All this ended up doing was making me really tired all the time. I was averaging 4-5 cups of coffee a day, and consequently I definitely did not feel 100% on test day. I think you should condition yourself, but don't be uncompromising in it. As in, if you are lacking sleep, get sleep!
2. My no-burnout strategy backfired.
Everyone told me not to do a PT a day, so I thought - I'll just do a PT every other day leading up to the exam! Guess what. Still burns you out. I did that for the last two weeks leading up to exam week - I think I was still burnt out come test day.
3. I got to the test center too early.
I was really paranoid I would be late to the test center on test day. Consequently, I woke up at around 5am that morning - had my coffee, ate breakfast, and got to the testing center by 6:30/7am. Unfortunately, we didn't actually start the exam until ~10:15 - 10:30. So while others had only been awake for 2/3 hours, I'd already been up for 5!
4. I was a chatty-Cathy before the test.
Okay, this is a bit embarrassing to admit, but I met this girl who got to the testing center as early as I did. We talked for like the whole 3 hours straight leading up to the exam. It was amazing. It was like a movie - two starcrossed lawyers find eachother during the LSAT - like some kinda rom-com. We talked about our goals, our life ambitions, our childhoods, everything!

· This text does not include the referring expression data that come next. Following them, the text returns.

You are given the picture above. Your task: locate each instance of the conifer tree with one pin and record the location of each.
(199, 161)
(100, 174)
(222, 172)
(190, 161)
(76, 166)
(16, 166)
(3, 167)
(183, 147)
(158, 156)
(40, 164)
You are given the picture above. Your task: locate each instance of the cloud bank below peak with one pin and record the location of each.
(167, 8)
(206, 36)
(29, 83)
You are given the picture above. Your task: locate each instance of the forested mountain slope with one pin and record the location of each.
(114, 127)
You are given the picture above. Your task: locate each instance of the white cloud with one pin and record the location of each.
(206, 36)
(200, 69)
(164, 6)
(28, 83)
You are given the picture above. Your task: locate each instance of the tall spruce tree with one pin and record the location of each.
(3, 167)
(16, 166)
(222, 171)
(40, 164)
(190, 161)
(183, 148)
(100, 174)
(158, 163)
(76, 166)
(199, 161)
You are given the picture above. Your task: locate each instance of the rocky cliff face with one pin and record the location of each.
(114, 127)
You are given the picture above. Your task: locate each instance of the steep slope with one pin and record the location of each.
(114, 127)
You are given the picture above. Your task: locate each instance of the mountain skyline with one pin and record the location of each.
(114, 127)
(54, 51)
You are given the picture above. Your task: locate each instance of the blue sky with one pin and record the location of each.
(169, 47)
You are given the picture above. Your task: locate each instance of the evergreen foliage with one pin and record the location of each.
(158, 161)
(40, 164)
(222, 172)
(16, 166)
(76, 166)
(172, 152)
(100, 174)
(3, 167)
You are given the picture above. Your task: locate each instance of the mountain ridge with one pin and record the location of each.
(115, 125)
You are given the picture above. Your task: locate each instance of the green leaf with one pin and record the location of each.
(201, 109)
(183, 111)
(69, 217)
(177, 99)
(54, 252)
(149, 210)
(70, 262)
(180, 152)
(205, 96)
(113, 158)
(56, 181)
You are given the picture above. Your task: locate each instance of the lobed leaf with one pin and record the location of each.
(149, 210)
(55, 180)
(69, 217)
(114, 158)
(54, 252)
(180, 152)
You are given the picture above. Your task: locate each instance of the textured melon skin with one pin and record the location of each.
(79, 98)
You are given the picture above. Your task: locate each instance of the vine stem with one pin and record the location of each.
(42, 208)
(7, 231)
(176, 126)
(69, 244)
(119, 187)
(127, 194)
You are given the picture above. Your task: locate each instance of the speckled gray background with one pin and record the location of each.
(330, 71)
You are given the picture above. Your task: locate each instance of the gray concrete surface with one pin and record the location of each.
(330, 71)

But all that talking actually wore me out, leaving me tired before we even started taking the exam. I think before the exam, you should try to hone your mind. Focus, get in a zen-state if you will (some 7sager talked about meditating beforehand).
5. I overdid it on the caffeine.
As soon as I woke up, I had a breakfast with a coffee. Then when I got to the testing center, I started sipping on a 5-hour energy. This left me jittery and nervous through the exam, especially at the beginning, and compounded the effect of #6...
6. I flipped shit at the experimental section.
I actually started crying. I had experimental RC, and it was all going really well! The first three passages seemed really easy, and in fact they all were about topics I'm well-versed in. But, before I even got to the last passage, the proctor called 5 minutes. I started tearing up right there and then. All the hard work and studying leading up to the exam felt like it went down the drain. It would be 7-8 questions I would miss automatically, kissing my 170 goodbye. I carried that defeated feeling through the rest of the exam, and it showed.
7. I threw the strategies out the window and tried to mind-muscle my way through.
Being distraught about the experimental section, I just lost all grasp of the strategies. I wasn't even diagramming logical chains for inference questions. Simple contrapositive answers felt like a foreign language instead of ez pz lemon squeezy. I forgot the distinction between necessary and sufficient assumptions. I wasn't identifying the conclusions, I wasn't rephrasing referential phrases. Nerves got to me and I threw all techniques out the window.
I still ended up getting a 167 on the exam, but that was 6 points lower than what I had averaged in previous PTs. I hope you all can learn from my mistakes, as I hope I will come the December test. I think bottom line is you have to find what works best for you. A lot of people were pushing me to wake up early all the time, and it didn't pay off. I let nerves get the best of me and I didn't follow J.Y.'s wisdom.